I've just bought a pneumatic nailer and am astonished at how hard it is to remove them if I've cocked up. They are very tenacious.

I suspect that, like many things, the old things are romantic and beautiful, and the new kids on the block are more efficient, but not as pretty.

3x Thickness sounds good to me.
 
The wire nails that are pretty much standard today have much less grip than the tapered profile of cut nails, furthermore the natural swelling and shrinking of timber can often tend to push a large headed wire nail out of the timber. I think Charles Hayward described wire nails as "packing crate nails", they were intended to be easily removed for unpacking a crate and weren't expected to maintain their grip for more than a year or two. I've used traditional cut nails for securing moulding or attaching backs when I want a particularly authentic feel to a piece, they're a pleasure to use although you have to experiment a bit to find the correct sized pilot hole, especially in hardwoods.

The downside with cabinet sized cut nails is that there's only one manufacturer, a tiny company in the US, so take away scale economies, add on freight and duty, and they're so expensive that you'd think twice before using them regularly. Rutlands (of all people!) import them, make sure you're sitting down before you look at the prices!

There's a formula for sizing cut nails to the job using the penny or "d" weight designation, I can't remember it off hand but I'm sure you'll find it with some googling.

Good luck!
 
Don't get them from tool station. They stock some really strange versions.

Likebyiu, I was intreagued, so I used some on a lathe bench. The hold very well, but I used the funny tool station version!
 
My garden fence isn't more than a few years old, living on the coast it gets a battering from the winter gales, most of the heads of the wire nails are proud of the timber by a mill or two.

Compare that with a couple of eighty or hundred year old tool chests in my workshop, they were entirely assembled with cut nails but the construction is as tight today as when they were first made.

Incidentally, Rutlands also import the extra long and extra soft cut nails designed for clenching over, they take nail integrity and security to a whole new level! What's more a clenched nail is pretty sophisticated fastening in that it rewrites the rules regarding timber movement, I don't do much joinery work but if I did I'd be tempted to overlook the ugliness of clenched nails in order to exploit those advantages.
 
Cut clasp nails seem to be widely available but my guess is the nearest thing to what I want are cut floor nails???

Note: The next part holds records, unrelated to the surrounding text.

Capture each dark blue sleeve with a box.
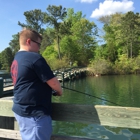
[33,57,55,83]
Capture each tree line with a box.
[0,5,140,75]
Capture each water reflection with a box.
[52,75,140,139]
[52,121,140,140]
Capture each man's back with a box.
[11,51,55,117]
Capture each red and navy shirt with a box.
[11,51,55,117]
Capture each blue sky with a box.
[0,0,138,52]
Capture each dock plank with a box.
[0,128,93,140]
[3,86,14,92]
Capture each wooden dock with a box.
[0,68,87,98]
[1,72,140,139]
[53,67,87,82]
[1,96,140,139]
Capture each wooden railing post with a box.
[0,78,3,97]
[62,72,64,86]
[0,116,14,140]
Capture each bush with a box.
[88,58,112,75]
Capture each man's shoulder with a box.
[16,51,42,59]
[28,51,42,58]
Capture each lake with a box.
[52,75,140,140]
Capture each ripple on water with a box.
[52,76,140,139]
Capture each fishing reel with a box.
[52,90,57,96]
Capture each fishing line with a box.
[61,86,122,106]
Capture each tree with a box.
[98,15,112,25]
[1,48,14,71]
[9,33,20,55]
[98,13,122,63]
[40,28,56,54]
[89,58,112,75]
[45,5,67,59]
[60,9,98,66]
[60,35,79,63]
[0,53,2,69]
[120,11,140,58]
[18,9,46,34]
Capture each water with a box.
[52,75,140,139]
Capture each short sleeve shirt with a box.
[11,51,55,117]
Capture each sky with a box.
[0,0,138,52]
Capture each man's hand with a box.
[52,90,58,96]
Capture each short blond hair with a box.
[19,29,42,45]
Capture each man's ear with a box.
[26,39,31,45]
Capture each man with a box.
[10,29,62,140]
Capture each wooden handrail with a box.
[0,97,140,129]
[0,96,140,139]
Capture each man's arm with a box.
[46,77,62,96]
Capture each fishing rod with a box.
[61,86,122,106]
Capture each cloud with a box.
[90,0,135,18]
[76,0,97,3]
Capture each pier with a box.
[53,67,87,82]
[1,71,140,139]
[1,97,140,139]
[0,67,87,98]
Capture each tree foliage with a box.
[120,11,140,58]
[9,33,20,55]
[18,9,46,34]
[2,7,140,75]
[60,9,98,66]
[45,5,67,59]
[40,28,56,53]
[0,48,13,71]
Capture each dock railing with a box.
[0,73,13,98]
[1,72,140,139]
[0,68,87,97]
[1,95,140,139]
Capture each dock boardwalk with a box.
[0,97,94,140]
[1,72,140,139]
[0,129,92,140]
[0,67,87,94]
[53,67,87,82]
[1,97,140,139]
[0,128,92,140]
[0,73,14,99]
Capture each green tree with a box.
[98,13,122,63]
[60,9,97,66]
[40,28,56,54]
[42,45,58,63]
[60,35,79,63]
[18,9,46,33]
[89,58,112,75]
[120,11,140,58]
[132,54,140,73]
[45,5,67,59]
[42,45,69,70]
[9,33,20,55]
[0,53,2,69]
[114,54,133,74]
[1,48,14,71]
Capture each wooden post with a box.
[0,78,3,97]
[62,72,64,86]
[69,72,71,80]
[0,97,14,140]
[0,117,14,130]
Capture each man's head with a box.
[19,29,42,52]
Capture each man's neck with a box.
[19,49,27,51]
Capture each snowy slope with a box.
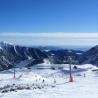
[0,64,98,98]
[0,46,2,50]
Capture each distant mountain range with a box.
[33,45,91,51]
[0,41,98,70]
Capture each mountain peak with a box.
[0,41,14,46]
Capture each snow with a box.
[2,56,11,65]
[0,41,14,46]
[44,50,50,52]
[76,52,82,55]
[13,45,21,56]
[16,60,32,67]
[0,64,98,98]
[36,59,52,68]
[78,64,96,69]
[43,59,51,65]
[0,46,2,50]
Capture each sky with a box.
[0,0,98,46]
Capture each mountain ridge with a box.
[0,41,98,70]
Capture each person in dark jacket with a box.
[73,65,78,69]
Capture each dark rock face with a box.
[79,45,98,66]
[0,42,48,70]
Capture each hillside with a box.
[0,42,47,70]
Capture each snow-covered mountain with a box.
[1,42,98,98]
[0,42,48,70]
[79,45,98,66]
[1,41,98,70]
[0,41,85,70]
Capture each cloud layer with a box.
[0,32,98,46]
[1,32,98,39]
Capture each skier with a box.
[42,79,45,83]
[83,73,86,77]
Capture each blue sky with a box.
[0,0,98,46]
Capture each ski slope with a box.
[0,64,98,98]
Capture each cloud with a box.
[0,32,98,46]
[0,32,98,39]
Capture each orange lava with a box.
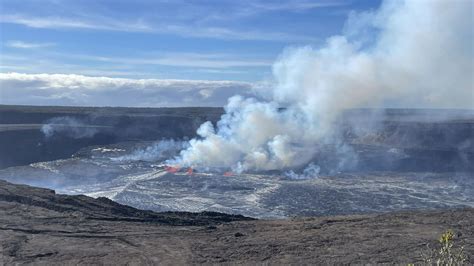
[165,166,180,173]
[186,168,193,175]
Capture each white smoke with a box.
[285,163,321,180]
[113,140,188,162]
[41,116,100,138]
[169,0,473,172]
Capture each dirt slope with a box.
[0,180,472,265]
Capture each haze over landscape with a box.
[0,0,473,264]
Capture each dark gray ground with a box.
[0,180,472,265]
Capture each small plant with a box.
[421,229,468,265]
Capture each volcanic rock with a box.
[1,179,472,264]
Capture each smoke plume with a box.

I think I have an old box of these somewhere that I've never gave any thought to before
 
By the way the Roy Underhill episode I was watching he was making a coffin :lol:

I'm just planning ahead 8)
 
Old houses always seem to have picture rails and skirtings fitted with cut clasp nails. Originally hammered into to nice soft new bricks and plaster, attempting to remove after a 100 years later is guaranteed to bring off a big lump of plaster.

Those annular ring shank nails ard a bugger to, try taking a pallet apart
 
Cut clasp flooring nails are good and far cheaper, but there are two drawbacks.

First they're too long for many common furniture applications (like nailing on backs and bottoms), and second because they're often used right at the very ends of floor boards they're quite a bit thinner to minimise the risk of splitting.